Silurian brachiopod
I'm a sucker for these things, especially since I'm going to be able to imagine thousands of people all around the world sticking their faces in their monitors and squinting. This is a computer reconstruction of a 425 million year old brachiopod—it's a sort of clam on a stalk (but definitely not a clam—it's from a whole 'nother phylum altogether). This specimen is special because it fortuitously preserved many of the soft parts of the animal, and then by taking serial thin slices through it and reassembling them on a computer, they made a 3-D model of it. Fun, huh?
Here's the real entertaining bit: the pictures on the left are stereo pairs. If you click on the image, you'll get a larger picture that will be easier to work with. Then all you have to do is get your face about 6 inches from the screen, defocus your eyes or look through the plane of the screen, and then mentally fuse the paired images. Voilà, you should see a multicolored three-dimensional extinct brachiopod floating in space in front of you. If you've always been frustrated by those "Magic Eye" books and can't fuse the pairs, well, your head will be in a perfect position to pound against your monitor.

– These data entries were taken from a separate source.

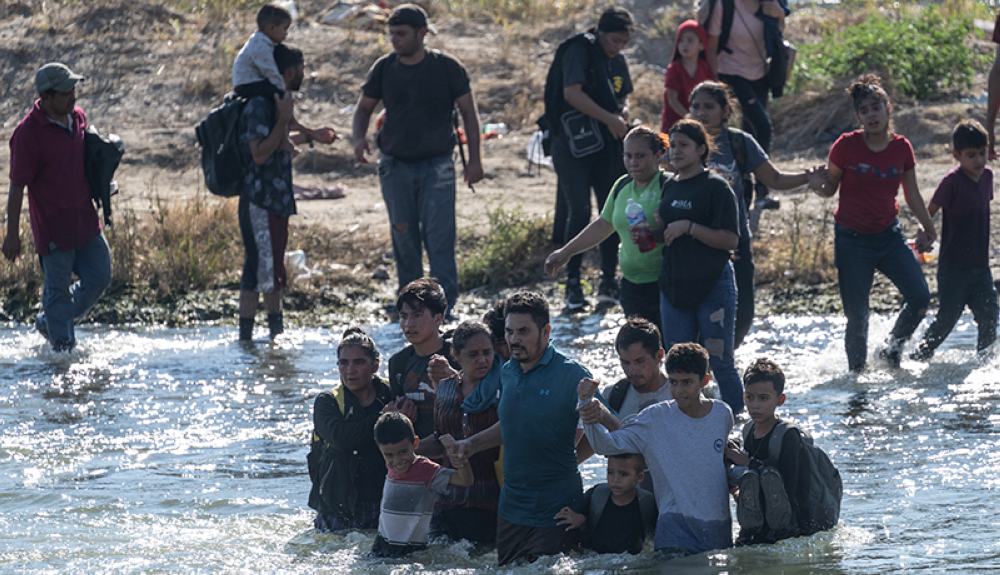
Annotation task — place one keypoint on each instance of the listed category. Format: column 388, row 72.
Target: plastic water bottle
column 637, row 216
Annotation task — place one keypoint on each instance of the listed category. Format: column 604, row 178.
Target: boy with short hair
column 773, row 501
column 617, row 515
column 422, row 305
column 255, row 72
column 682, row 441
column 411, row 485
column 964, row 277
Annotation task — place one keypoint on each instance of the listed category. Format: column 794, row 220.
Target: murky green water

a−c, e−i, k, OUM C.29586; holotype of Bethia serraticulma (a−c and e−i are 'virtual' reconstructions): ventral stereo pair (a); right lateral view (b); dorsal view (c); subanterior internal stereo pair, ventral valve removed (e); posterior view, pedicle and epifauna removed (f); dorsal stereo pair of internal of ventral valve, all structures removed except lophophore tentacles (g)note that the removed 'internal mass' may incorporate hard-part structures, so the simple internal valve morphology may be an artefact; anterior view (h); posterior stereo pair of pedicle, skeletal debris removed (i); photograph before serial grinding (k). d, OUM C.29589; attached ?atrypide B1, 'virtual' reconstruction, dorsal stereo pair. j, ventral stereo-pair diagram of idealized lophophore of B. serraticulma, tentacle sparsity and length exaggerated for clarity, posterior up. Scale bars, 1 mm. Abbreviations: B1−B3, attached brachiopods OUM C.29589−29591, respectively; DI, dorsal interarea; DP, deltidial plates; DS, ?diductor muscle scars; DV, dorsal valve; E1 and E2, encrusting organisms OUM C.29592 and 29593, respectively; GL, growth lamellae; Lo, lophophore; LT, lophophore tentacle; Ma, mantle; P, pedicle; PR, pedicle rootlets; Pr, protegulum; RP, 'removed pedicle' (this region, obscured by the pedicle, is interpreted as an open delthyrium); Se, setae; SD, skeletal debris (to which B. serraticulma is attached); Su, sulcus; VI, ventral interarea; VL, visceral lobes; VV, ventral valve.
Isn't it pretty?
Sutton MD, Briggs DEG, Siveter DJ, Siveter DJ (2005) Silurian brachiopods with soft-tissue preservation. Nature 436:1013-1015.


Awesome, this is the first magic-eye type stereogram that i've ever managed to get to work properly!
PZ, do you know if publishing stereograms is typical for this sort of imaging, or was this sort of a "hey lets try something weird"?
In conclusion, David Horowitz is an intellectual pygmy.